Le “complessità” però emergono, quando a compiere queste azioni sono presidenti che si arrogano (a diritto o meno) un posto dentro l’eterogeneo e frammentato mondo della sinistra latinoamericana. Un mondo dove, per inciso, nel caso del Cile di Boric, non si è tardato a denunciare le violazioni delle regole democratiche da parte di Maduro (purtroppo Petro e Lula stanno tergiversando). A quel punto dicevano, il popolo che conta è solo quello che segue il diktat della rivoluzione permanente, dell’antimperialismo statunitense, dell’asse Russia, Iran e Cina.
Una rivoluzione che la sinistra nostrana porta avanti dall’Italia, senza vivere sulla propria pelle la scarsità di medicinali, di cibo, senza vivere la repressione costante, le minacce contro i familiari, la mancanza di accesso a mezzi di comunicazione, l’inflazione galoppante, etc…
Una rivoluzione fatta e vissuta per procura, scudandosi con il titolo di un famoso libro uscito in Spagna nel 2018, scritto da Ignacio Sánchez-Cuenca Rodríguez (professore universitario che oggi fa parte di Sumar): la superioridad moral de la izquierda (la superiorità morale della sinistra). Una supposta superiorità morale che giustifica tutto, dalle violazioni eclatanti dello Stato di diritto, alla demolizione della democrazia, fino ad arrivare a torture e uccisioni. Tutto sacrificato sull’altare della lotta per un bene superiore e per il popolo, solo però per quel popolo che vota correttamente (gli altri sono sacrificabili, anche se sono la maggioranza).

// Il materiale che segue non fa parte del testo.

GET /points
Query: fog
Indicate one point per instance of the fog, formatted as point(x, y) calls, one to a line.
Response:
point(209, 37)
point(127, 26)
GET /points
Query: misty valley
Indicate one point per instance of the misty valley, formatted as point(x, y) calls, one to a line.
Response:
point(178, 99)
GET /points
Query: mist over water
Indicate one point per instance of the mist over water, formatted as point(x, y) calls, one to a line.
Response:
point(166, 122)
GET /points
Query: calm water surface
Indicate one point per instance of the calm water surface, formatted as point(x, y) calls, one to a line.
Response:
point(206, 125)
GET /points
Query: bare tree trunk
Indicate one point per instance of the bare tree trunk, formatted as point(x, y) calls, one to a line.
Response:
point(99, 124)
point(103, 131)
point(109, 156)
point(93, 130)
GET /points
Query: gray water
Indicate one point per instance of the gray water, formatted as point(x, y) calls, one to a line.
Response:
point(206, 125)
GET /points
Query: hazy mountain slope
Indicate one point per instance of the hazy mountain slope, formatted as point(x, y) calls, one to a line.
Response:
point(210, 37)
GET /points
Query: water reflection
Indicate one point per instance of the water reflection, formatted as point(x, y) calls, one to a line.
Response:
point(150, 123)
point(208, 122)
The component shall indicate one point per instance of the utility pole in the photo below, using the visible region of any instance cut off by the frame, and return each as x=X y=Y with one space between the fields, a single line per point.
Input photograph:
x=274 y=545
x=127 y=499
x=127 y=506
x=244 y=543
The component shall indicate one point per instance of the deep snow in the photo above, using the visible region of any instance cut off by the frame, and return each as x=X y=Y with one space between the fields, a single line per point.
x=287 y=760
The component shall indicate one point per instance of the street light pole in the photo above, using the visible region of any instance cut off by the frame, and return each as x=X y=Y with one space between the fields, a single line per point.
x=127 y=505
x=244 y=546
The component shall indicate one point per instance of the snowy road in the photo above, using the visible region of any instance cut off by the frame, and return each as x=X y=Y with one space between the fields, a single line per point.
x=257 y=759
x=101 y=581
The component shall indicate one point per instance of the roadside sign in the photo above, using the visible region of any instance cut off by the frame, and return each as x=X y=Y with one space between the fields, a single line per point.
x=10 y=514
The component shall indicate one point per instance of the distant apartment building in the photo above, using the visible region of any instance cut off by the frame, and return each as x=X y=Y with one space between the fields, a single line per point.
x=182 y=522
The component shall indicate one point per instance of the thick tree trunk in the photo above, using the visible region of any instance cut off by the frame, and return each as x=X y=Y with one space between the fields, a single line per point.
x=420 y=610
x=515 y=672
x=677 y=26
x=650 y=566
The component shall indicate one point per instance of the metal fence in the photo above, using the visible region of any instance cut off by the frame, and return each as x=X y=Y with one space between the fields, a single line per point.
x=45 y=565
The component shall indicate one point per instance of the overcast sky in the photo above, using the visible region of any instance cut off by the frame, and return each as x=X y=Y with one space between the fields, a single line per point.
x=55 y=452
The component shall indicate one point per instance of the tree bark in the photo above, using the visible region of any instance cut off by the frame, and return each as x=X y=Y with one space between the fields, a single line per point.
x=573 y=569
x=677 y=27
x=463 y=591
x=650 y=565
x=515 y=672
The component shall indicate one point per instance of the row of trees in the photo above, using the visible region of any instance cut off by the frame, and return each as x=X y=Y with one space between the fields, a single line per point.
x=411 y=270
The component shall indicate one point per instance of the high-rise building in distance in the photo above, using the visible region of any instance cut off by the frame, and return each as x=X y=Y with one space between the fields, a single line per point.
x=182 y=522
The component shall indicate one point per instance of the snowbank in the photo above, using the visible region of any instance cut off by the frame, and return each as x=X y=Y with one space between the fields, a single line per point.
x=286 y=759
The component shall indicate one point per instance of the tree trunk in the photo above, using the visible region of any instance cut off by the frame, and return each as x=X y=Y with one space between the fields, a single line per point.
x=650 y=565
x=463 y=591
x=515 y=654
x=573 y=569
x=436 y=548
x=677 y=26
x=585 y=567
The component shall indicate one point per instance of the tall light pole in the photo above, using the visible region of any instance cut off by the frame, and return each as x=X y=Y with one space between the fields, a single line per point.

Attenzione però, chi scrive non è d’altro canto all’oscuro dell’ingerenza statunitense negli affari venezuelani, così come non è all’oscuro (anche per esperienza personale) degli interessi ad personam di molti membri dell’opposizione (un corpo politico astratto e multiforme che agglutina sigle e storie politiche molto diverse tra loro).Chi oggi rappresenta una via di riscatto per il Venezuela non sarebbe certo il mio presidente se potessi scegliere, ma oggi, per chi non lo avesse ancora capito, si tratta di evitare che altri 3 o 4 milioni di venezuelani lascino il loro paese (8 milioni sono già emigrati) e che una banda di corrotti, malfattori e delinquenti continui a mantenere sequestrato e asservito un intero paese.
Per chiudere e per parlare delle complessità che tanto piacciono a taluni, non possiamo certo giudicare un processo storico come i 25 anni di chavismo solo alla luce dell’operato di Maduro, una rivoluzione che ha vissuto più tappe, con diversi protagonisti, perseguendo obiettivi che però in nessun modo possono giustificare quello che oggi sta succedendo.